Die Ausschussmitglieder begrüßten den Antrag und empfahlen, dass die Verwaltung Gespräche mit dem Kreis aufnimmt, um die Kosten für die zusätzliche Ausstattung des Platzes zu prüfen.
• Kritik gab es von den Vereinsfunktionären des FC Rosengarten und der TS Westerhof. Karsten Egler, Jugendwart beim FC Rosengarten, sagte, es wirke befremdlich, wenn die Gemeinde einerseits zusage, den alten Sportplatz „Dunkenkuhle“ in Tötensen zu sanieren, aber plötzlich Pläne für eine neue Sportstätte in Nenndorf aufs Tapet bringe. Hintergrund: Die Sportstätte Dunkenkuhle der TS Westerhof wurde vor 40 Jahren auf einer ehemaligen Müllkippe errichtet. Die Sanierung der Altlast ist laut Landkreis abgeschlossen, der Sportplatz ist jedoch durch Bodensetzungen stark in Mitleidenschaft gezogen.

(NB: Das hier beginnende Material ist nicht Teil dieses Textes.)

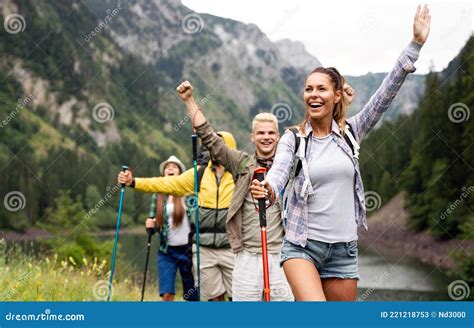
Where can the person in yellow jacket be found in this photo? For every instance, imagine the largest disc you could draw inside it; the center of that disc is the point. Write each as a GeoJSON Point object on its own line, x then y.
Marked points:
{"type": "Point", "coordinates": [215, 194]}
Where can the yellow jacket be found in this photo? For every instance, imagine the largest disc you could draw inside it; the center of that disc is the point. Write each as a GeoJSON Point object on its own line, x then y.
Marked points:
{"type": "Point", "coordinates": [183, 185]}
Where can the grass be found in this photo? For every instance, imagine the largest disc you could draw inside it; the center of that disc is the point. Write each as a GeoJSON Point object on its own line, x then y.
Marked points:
{"type": "Point", "coordinates": [24, 277]}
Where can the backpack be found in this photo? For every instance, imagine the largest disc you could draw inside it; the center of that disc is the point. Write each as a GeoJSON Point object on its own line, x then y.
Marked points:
{"type": "Point", "coordinates": [348, 136]}
{"type": "Point", "coordinates": [299, 154]}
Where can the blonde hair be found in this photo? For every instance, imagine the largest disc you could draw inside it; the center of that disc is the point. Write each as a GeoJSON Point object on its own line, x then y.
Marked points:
{"type": "Point", "coordinates": [340, 109]}
{"type": "Point", "coordinates": [264, 117]}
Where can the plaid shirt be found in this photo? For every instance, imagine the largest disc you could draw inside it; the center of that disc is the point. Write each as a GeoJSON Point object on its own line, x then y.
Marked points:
{"type": "Point", "coordinates": [296, 222]}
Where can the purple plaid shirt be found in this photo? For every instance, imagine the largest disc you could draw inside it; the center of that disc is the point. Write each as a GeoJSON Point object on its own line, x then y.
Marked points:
{"type": "Point", "coordinates": [296, 222]}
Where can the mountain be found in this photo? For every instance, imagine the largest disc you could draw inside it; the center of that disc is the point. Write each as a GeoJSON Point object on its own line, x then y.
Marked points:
{"type": "Point", "coordinates": [295, 53]}
{"type": "Point", "coordinates": [88, 86]}
{"type": "Point", "coordinates": [428, 154]}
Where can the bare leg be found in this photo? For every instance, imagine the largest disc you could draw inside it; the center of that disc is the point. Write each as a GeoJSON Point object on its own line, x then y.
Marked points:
{"type": "Point", "coordinates": [304, 280]}
{"type": "Point", "coordinates": [337, 289]}
{"type": "Point", "coordinates": [218, 298]}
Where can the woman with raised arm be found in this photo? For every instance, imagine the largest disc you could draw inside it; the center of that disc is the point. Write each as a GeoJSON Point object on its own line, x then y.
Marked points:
{"type": "Point", "coordinates": [325, 199]}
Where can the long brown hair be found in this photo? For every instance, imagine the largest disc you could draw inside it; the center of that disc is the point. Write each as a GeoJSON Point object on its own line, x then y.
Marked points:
{"type": "Point", "coordinates": [340, 108]}
{"type": "Point", "coordinates": [178, 210]}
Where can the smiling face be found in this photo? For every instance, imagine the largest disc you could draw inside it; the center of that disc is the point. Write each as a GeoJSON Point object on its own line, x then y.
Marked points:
{"type": "Point", "coordinates": [320, 96]}
{"type": "Point", "coordinates": [265, 137]}
{"type": "Point", "coordinates": [172, 169]}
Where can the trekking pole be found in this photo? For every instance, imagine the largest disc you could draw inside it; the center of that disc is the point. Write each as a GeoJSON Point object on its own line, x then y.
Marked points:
{"type": "Point", "coordinates": [150, 232]}
{"type": "Point", "coordinates": [117, 228]}
{"type": "Point", "coordinates": [259, 175]}
{"type": "Point", "coordinates": [196, 212]}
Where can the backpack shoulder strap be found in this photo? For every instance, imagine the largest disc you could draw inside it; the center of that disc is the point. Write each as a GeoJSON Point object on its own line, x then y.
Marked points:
{"type": "Point", "coordinates": [351, 141]}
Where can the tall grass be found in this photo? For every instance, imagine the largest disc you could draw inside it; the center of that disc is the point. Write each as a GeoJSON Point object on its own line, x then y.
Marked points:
{"type": "Point", "coordinates": [25, 277]}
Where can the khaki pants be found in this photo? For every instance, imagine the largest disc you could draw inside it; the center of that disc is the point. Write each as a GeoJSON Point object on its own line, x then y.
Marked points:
{"type": "Point", "coordinates": [217, 265]}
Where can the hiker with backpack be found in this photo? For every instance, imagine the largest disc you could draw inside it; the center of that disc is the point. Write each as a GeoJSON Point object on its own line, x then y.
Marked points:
{"type": "Point", "coordinates": [318, 169]}
{"type": "Point", "coordinates": [169, 216]}
{"type": "Point", "coordinates": [243, 228]}
{"type": "Point", "coordinates": [215, 191]}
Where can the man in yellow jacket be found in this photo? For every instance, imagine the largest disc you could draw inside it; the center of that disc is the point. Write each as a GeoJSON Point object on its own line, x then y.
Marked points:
{"type": "Point", "coordinates": [215, 194]}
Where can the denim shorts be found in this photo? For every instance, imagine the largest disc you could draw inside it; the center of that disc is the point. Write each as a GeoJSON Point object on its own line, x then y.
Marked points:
{"type": "Point", "coordinates": [333, 260]}
{"type": "Point", "coordinates": [176, 258]}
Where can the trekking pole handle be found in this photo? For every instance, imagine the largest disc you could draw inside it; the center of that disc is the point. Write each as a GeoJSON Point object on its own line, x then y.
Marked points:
{"type": "Point", "coordinates": [194, 139]}
{"type": "Point", "coordinates": [260, 176]}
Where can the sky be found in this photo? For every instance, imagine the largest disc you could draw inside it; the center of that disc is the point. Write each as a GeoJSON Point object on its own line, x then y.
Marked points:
{"type": "Point", "coordinates": [354, 36]}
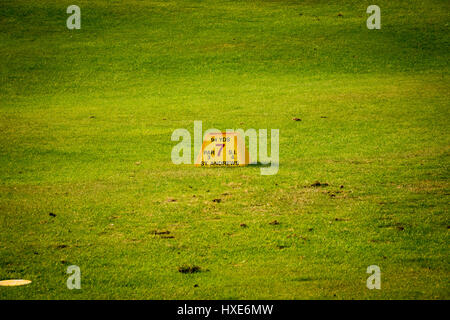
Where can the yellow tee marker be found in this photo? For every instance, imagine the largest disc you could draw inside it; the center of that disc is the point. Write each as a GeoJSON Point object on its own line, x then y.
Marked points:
{"type": "Point", "coordinates": [223, 149]}
{"type": "Point", "coordinates": [14, 282]}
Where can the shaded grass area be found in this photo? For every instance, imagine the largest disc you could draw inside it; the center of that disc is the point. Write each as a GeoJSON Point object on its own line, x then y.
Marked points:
{"type": "Point", "coordinates": [86, 176]}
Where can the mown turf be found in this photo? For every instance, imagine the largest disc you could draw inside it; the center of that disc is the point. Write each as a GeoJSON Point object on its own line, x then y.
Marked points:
{"type": "Point", "coordinates": [86, 118]}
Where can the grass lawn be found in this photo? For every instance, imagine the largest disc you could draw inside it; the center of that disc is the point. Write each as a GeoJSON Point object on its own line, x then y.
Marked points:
{"type": "Point", "coordinates": [86, 176]}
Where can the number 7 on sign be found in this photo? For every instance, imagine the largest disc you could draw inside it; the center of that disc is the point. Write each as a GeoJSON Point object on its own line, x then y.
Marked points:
{"type": "Point", "coordinates": [220, 150]}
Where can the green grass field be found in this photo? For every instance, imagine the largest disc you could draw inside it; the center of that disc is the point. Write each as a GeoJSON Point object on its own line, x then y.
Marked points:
{"type": "Point", "coordinates": [86, 177]}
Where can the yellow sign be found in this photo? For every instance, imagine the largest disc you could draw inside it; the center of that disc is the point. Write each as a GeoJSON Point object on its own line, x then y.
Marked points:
{"type": "Point", "coordinates": [223, 149]}
{"type": "Point", "coordinates": [13, 283]}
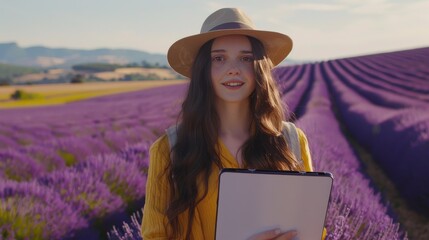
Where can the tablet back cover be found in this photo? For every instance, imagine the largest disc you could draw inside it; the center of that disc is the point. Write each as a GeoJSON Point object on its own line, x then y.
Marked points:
{"type": "Point", "coordinates": [250, 202]}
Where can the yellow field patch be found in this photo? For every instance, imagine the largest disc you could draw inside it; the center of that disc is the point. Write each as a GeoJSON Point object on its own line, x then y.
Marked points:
{"type": "Point", "coordinates": [54, 94]}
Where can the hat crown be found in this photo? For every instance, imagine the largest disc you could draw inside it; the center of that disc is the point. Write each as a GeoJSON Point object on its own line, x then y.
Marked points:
{"type": "Point", "coordinates": [227, 18]}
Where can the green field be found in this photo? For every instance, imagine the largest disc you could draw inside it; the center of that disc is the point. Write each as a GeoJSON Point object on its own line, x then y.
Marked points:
{"type": "Point", "coordinates": [55, 94]}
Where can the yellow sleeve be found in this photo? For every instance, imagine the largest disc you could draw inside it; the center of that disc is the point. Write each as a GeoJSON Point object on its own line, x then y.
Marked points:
{"type": "Point", "coordinates": [306, 157]}
{"type": "Point", "coordinates": [154, 220]}
{"type": "Point", "coordinates": [305, 151]}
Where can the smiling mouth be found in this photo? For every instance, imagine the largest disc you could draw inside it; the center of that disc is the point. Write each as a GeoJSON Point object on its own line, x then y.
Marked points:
{"type": "Point", "coordinates": [233, 84]}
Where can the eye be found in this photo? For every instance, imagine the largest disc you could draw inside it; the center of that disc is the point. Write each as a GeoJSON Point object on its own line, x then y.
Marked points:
{"type": "Point", "coordinates": [247, 59]}
{"type": "Point", "coordinates": [218, 59]}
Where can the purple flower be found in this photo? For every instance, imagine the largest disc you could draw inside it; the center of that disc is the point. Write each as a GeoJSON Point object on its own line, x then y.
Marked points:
{"type": "Point", "coordinates": [89, 196]}
{"type": "Point", "coordinates": [122, 177]}
{"type": "Point", "coordinates": [17, 166]}
{"type": "Point", "coordinates": [31, 211]}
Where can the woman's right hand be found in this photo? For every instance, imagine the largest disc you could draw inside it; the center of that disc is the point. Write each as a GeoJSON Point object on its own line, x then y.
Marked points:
{"type": "Point", "coordinates": [276, 234]}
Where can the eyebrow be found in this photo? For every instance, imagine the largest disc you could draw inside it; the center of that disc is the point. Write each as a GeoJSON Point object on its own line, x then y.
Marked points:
{"type": "Point", "coordinates": [222, 51]}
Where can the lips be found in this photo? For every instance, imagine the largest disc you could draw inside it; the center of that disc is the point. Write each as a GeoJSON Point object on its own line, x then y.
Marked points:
{"type": "Point", "coordinates": [233, 84]}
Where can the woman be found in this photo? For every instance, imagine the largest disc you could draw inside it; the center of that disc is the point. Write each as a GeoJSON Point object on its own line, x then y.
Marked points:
{"type": "Point", "coordinates": [231, 117]}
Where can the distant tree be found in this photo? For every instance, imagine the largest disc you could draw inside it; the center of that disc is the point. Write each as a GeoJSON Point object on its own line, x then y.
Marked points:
{"type": "Point", "coordinates": [22, 95]}
{"type": "Point", "coordinates": [78, 78]}
{"type": "Point", "coordinates": [96, 67]}
{"type": "Point", "coordinates": [6, 81]}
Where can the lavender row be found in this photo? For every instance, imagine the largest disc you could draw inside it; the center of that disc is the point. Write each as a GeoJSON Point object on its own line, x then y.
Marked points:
{"type": "Point", "coordinates": [91, 196]}
{"type": "Point", "coordinates": [411, 63]}
{"type": "Point", "coordinates": [391, 77]}
{"type": "Point", "coordinates": [375, 95]}
{"type": "Point", "coordinates": [378, 80]}
{"type": "Point", "coordinates": [397, 138]}
{"type": "Point", "coordinates": [87, 118]}
{"type": "Point", "coordinates": [355, 210]}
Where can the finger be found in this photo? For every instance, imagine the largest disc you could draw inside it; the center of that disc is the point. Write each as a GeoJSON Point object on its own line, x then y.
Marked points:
{"type": "Point", "coordinates": [270, 234]}
{"type": "Point", "coordinates": [289, 235]}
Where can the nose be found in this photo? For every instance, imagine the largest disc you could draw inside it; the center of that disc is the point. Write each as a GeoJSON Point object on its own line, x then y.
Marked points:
{"type": "Point", "coordinates": [233, 69]}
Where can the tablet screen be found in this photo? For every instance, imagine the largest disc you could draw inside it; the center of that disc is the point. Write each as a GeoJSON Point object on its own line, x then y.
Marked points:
{"type": "Point", "coordinates": [252, 201]}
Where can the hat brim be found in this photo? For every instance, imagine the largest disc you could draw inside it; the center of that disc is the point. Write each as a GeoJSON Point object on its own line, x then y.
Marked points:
{"type": "Point", "coordinates": [182, 53]}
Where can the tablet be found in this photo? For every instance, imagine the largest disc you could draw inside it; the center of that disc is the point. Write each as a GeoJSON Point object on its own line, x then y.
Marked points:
{"type": "Point", "coordinates": [252, 201]}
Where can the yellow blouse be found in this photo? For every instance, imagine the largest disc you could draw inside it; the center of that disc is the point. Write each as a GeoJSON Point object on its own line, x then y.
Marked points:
{"type": "Point", "coordinates": [154, 221]}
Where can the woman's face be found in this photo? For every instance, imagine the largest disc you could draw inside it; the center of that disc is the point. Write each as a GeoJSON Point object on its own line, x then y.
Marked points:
{"type": "Point", "coordinates": [232, 73]}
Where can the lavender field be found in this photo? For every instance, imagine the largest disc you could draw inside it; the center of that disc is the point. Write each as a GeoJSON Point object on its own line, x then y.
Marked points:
{"type": "Point", "coordinates": [78, 171]}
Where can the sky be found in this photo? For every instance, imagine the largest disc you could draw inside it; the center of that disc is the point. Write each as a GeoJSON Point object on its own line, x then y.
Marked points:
{"type": "Point", "coordinates": [320, 30]}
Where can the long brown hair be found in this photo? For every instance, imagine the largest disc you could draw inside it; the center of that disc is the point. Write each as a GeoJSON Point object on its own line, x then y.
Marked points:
{"type": "Point", "coordinates": [194, 154]}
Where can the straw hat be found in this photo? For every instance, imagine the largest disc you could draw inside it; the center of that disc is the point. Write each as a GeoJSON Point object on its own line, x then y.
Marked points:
{"type": "Point", "coordinates": [226, 21]}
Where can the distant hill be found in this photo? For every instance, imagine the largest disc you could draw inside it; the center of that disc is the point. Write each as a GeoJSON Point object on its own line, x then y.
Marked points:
{"type": "Point", "coordinates": [38, 56]}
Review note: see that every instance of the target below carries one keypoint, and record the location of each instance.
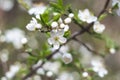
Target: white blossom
(85, 74)
(99, 68)
(37, 77)
(52, 66)
(37, 10)
(65, 76)
(86, 16)
(40, 71)
(3, 78)
(14, 36)
(114, 2)
(6, 5)
(63, 49)
(71, 15)
(24, 40)
(68, 20)
(56, 39)
(112, 50)
(54, 24)
(33, 25)
(67, 58)
(98, 27)
(49, 74)
(12, 72)
(4, 56)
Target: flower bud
(71, 15)
(67, 58)
(54, 24)
(68, 20)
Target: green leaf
(56, 6)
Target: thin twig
(88, 48)
(32, 72)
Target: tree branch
(32, 72)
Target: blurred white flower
(99, 68)
(63, 49)
(37, 77)
(4, 56)
(56, 39)
(65, 76)
(67, 58)
(54, 24)
(37, 9)
(85, 74)
(37, 64)
(112, 50)
(86, 16)
(6, 5)
(3, 78)
(114, 2)
(52, 66)
(40, 71)
(12, 72)
(24, 40)
(58, 26)
(14, 36)
(71, 15)
(33, 25)
(98, 27)
(49, 74)
(67, 20)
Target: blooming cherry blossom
(33, 25)
(114, 2)
(56, 39)
(37, 10)
(99, 68)
(86, 16)
(67, 58)
(98, 28)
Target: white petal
(62, 39)
(50, 41)
(67, 58)
(56, 45)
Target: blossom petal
(62, 39)
(56, 45)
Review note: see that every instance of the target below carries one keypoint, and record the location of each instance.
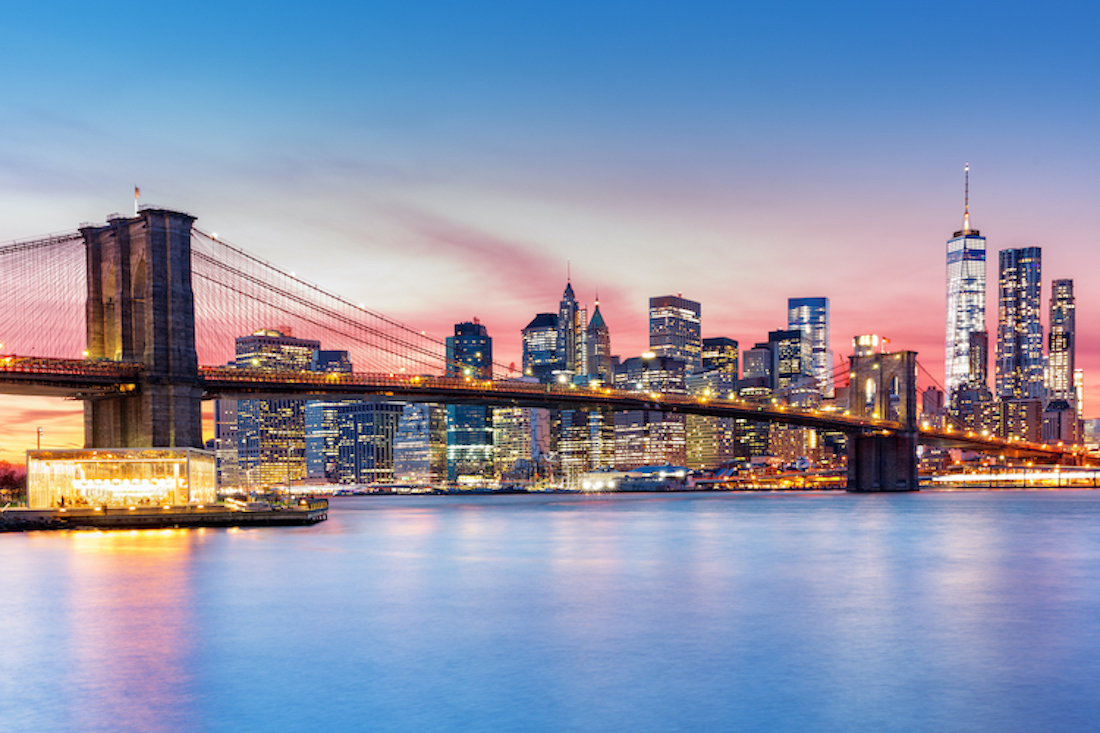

Bürgermeister Dietmar Stadie machte deutlich, man halte an der zugesagten Sanierung der „Dunkenkuhle“ fest. Die Gemeinde habe Experten beauftragt, die prüfen sollen, ob der Platz wieder hergerichtet werden könne. Wenn nicht, müsse überlegt werden, wo in Tötensen ein neuer Platz errichtet werden könnte. Stadie bekräftige, dass die Pläne für die Dunkenkuhle und der Bau der neuen Sportstätte in Nenndorf zwei verschiedene Vorgänge wären.
In Nenndorf werde der Landkreis bauen, in Tötensen sei die Gemeinde federführend. Außer für die Sanierung „Dunkenkuhle“ empfahl der Ausschuss kein Geld für den Bau neuer Sportstätten (Antrag SC Klecken/FC Rosengarten) in den Gemeindehaushalt einzustellen.